I own both an M2 and a SBE2. IMO you can't go wrong with either one. When I hunt the SBE2 is my go to gun. That being said I never shoot 3.5 inch shells. The main advantage to me of the SBE2 is the way that it breaks down for cleaning. When you take the barrel off of the SBE2 it exposes the carriage better and allows for easier access to clean the slide rails. But either way you can't go wrong.


----------



## craigrh13 (Oct 24, 2011)

Zeboy said:


> When you shoot a pattern, the gun barrel is stationary. When shooting at live birds the gun barrel "should" be moving. Going to longer shells can ONLY add shot to the back end of the shot string. I am quite certain that the majority of missed shots are behind the bird. Adding more shot to the back end of the shot string will never correct the majority of misses.

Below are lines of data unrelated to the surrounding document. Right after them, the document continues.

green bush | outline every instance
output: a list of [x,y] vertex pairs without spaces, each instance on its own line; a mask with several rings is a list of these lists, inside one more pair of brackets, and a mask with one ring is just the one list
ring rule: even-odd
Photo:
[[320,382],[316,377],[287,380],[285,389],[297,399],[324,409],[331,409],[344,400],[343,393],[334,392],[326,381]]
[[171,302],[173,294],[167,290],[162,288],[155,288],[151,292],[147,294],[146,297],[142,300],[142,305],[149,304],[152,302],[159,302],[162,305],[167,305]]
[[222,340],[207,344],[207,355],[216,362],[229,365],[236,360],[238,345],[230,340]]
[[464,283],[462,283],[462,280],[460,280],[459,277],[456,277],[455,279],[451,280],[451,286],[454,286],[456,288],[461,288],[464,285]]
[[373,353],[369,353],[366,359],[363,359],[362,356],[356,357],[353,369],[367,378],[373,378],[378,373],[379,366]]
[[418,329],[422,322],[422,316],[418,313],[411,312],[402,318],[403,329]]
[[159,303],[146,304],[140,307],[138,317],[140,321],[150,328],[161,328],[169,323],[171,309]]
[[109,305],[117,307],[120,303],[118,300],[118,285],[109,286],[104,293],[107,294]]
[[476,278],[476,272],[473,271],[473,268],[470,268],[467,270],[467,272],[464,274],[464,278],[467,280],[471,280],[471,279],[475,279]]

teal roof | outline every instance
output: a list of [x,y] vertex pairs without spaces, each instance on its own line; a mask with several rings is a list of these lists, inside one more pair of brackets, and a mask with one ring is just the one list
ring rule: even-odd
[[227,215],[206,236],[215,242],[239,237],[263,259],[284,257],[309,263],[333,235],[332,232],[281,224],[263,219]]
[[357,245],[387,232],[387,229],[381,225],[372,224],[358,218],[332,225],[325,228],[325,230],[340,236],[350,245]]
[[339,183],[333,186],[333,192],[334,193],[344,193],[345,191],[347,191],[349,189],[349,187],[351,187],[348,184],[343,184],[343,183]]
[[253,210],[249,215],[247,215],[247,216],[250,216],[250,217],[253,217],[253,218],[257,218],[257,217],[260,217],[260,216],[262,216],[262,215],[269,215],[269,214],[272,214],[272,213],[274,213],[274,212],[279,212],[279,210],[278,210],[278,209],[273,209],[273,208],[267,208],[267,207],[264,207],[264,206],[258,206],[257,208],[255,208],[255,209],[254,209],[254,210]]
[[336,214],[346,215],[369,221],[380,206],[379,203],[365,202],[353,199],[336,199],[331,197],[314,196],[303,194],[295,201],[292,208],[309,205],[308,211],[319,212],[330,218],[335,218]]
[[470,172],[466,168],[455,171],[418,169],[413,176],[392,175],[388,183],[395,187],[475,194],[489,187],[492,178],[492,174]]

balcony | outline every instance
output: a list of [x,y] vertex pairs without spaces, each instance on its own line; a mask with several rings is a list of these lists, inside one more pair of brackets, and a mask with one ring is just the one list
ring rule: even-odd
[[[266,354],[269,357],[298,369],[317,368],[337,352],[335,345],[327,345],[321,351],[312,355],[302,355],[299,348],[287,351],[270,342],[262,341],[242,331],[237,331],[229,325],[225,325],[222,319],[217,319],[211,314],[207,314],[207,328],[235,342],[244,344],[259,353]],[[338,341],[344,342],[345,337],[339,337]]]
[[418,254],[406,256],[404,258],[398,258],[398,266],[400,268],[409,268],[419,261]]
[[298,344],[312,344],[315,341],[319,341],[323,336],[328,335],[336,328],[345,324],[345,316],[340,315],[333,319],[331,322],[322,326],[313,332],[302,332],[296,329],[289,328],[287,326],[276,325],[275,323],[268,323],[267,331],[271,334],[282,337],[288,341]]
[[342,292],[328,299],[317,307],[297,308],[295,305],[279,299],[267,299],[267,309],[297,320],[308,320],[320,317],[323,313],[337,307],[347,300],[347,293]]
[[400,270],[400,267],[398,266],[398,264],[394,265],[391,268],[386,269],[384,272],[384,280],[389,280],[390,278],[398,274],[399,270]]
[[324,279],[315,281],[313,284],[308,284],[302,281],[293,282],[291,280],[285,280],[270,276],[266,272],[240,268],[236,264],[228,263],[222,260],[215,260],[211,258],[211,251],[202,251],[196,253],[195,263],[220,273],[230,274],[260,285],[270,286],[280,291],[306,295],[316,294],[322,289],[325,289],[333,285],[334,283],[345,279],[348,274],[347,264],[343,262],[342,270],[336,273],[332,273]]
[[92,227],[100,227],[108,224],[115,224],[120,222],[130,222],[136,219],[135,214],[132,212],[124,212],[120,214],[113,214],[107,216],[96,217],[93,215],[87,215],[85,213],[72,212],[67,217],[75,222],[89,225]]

Get out of here with logic and common sense.


----------



## duckbuster2 (Aug 14, 2008)

If 3.5 inch is what you want buy a 10ga. but I would stay with 3" or 2 3/4 I shoot whichever one I have at the time and no difference between the two.


----------



## justducky430 (Sep 25, 2014)

Every combination of choke, gun and tubes will give different results. But nonetheless here is one of my test patterns from this past fall.

Boss #5, 2-3/4"
30 yds
Remington V3, 12
Carlson Delta Waterfowl MR, .710

It was a very effective load for me when I did my part.

That said, when I centered the bird in the pattern inside say maybe 20'ish yards, some of them were shot up so bad that the meat wasn't usable.









Sent from my SM-N960U using Michigan Sportsman mobile app


----------



## Kingcrapp (Jan 6, 2009)

1 If you are on you are on target, therefore what does it matter? Shoot what is comfortable!
2 On days when the shots are longer 3.5 has more, therefore more chance of success.
3 Are you telling me adding more trip BBs isn't a benefit on late season goose?
4 I think many comments are pertaining to the ideal situation, that's not reality.
5 For Turkey 3.5 all day

Ohh and we could measure our piss stream too. Go practice, that the best advise I have.


----------



## grassmaster (Jan 10, 2009)

My buddies wife can piss higher up a telephone pole than anyone here, and she doesn't even hunt!


----------



## AaronJohn (Oct 18, 2015)

*I was mistaken with BOSS shells they are bismuth. still heavier than steel but not quite at the level of tungsten. 

bismuth is also soft, like lead... so you can run it through old gun that wont accept steel shot.


----------